Russell Merl Eskew was the third child in a family of eight. He grew up in logging camps. His dad, Norvell Eskew "Runt” ran the log camp. They did not have much growing up and my dad had to grow up fast. He was driving log trucks when he was 16 years old. I remember my Aunt Fay saying that there seemed to be new brothers and sisters all the time. She suggested that the older kids keep an eye on their mom and dad and put a stop to all that nonsense. They ended up with four girls and four boys, one child died at birth. My grandmother, Freda, told me there was nothing to having babies. She used to give birth and then fix breakfast for a log camp full of men. Not a lot of time for affection or so it sounds to me. Somehow, my dad became the most loving person I ever knew.
My dad was so proud of my sisters and I. He always encouraged us to do the best we could and then a little more. All our neighbors loved my dad. He would give them the shirt off his back if they needed it. He would give and never expect anything in return. I never heard him say that anyone owed him anything. He never asked to be paid back. Some people would pay him back but some people took advantage of him. He always looked for the best in people. He was a man of God and he lived his faith.
When my husband, Randy, asked for my hand in marriage, my dad tried to make it hard on him. He knew why we came to see him and he made Randy sweat a little. When Randy asked what he thought of us getting married he said, “ If you love her as much as I do, that would be OK.” That’s my daddy! He loved Randy like the son he never had.
My dad taught me to drive and then he gave me his car that was a manual to teach myself how to drive a standard. He told me I could use the car if I learned how to drive it. I stopped and started about twenty times before I got to the main highway but I learned.

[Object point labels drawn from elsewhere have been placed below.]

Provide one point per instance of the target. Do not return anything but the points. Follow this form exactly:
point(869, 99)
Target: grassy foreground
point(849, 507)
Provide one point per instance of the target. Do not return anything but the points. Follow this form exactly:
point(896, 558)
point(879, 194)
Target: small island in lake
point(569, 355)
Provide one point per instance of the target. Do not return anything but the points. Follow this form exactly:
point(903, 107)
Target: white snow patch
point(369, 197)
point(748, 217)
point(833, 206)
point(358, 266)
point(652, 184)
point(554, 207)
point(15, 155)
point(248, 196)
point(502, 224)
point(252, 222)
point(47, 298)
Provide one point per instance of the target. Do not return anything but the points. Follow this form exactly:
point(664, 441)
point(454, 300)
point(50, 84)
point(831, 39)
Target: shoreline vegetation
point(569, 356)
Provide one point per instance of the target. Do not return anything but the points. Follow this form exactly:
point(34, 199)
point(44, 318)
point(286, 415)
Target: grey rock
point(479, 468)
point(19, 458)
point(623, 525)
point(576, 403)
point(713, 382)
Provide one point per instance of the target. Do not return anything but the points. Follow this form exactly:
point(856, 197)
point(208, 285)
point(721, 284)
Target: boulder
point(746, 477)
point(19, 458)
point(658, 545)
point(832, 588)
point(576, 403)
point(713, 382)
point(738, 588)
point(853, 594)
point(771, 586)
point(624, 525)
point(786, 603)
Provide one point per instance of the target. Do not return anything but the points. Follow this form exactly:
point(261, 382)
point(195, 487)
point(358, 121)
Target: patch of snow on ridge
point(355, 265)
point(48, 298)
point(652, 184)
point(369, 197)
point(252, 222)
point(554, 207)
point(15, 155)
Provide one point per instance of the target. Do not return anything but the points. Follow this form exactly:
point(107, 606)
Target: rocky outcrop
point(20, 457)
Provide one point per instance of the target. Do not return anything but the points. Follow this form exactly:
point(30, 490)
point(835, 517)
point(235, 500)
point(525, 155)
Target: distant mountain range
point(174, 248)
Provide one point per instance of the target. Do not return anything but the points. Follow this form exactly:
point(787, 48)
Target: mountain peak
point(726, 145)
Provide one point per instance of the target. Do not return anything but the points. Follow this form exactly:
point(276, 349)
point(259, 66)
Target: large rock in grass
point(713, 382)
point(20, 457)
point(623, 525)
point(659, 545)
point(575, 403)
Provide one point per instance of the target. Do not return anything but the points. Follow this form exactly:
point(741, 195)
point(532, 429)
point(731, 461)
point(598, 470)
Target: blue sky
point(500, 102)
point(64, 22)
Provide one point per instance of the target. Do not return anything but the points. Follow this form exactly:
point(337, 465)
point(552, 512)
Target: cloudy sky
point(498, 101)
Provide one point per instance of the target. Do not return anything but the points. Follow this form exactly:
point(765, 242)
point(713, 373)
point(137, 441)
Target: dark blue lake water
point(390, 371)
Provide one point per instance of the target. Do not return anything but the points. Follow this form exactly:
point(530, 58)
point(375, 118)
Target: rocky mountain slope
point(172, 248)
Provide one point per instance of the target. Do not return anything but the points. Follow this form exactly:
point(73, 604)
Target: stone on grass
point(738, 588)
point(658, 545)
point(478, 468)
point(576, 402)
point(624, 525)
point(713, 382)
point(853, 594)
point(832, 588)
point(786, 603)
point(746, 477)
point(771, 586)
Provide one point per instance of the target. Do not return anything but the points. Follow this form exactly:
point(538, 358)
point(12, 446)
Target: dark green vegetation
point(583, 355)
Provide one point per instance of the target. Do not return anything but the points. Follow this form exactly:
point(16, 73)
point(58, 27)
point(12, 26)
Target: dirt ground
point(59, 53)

My dad got lung cancer and died when he was only 56 years old. He was so brave through his illness. He did not want to worry us. He never complained. The only time I saw his frustration was when he lost his voice and could not speak. I know the illness happened but I usually don’t think about that memory. I remember him singing to us and dancing with us. I remembered a wonderful smile, a handsome face and a big heart. I feel so lucky that Merl Eskew was my dad. I still do things to make him proud. I think all the time how proud he must be of his grandchildren. Knowing him, I am sure he is proud of all the children from all of the families he knew.
I wish all the fathers a Happy Fathers Day. I have to give a special wish to my father-in-law, Denzil McNemar, also, a wonderful man and a great father. Merl Eskew, you are the best dad ever. Love you, Daddy.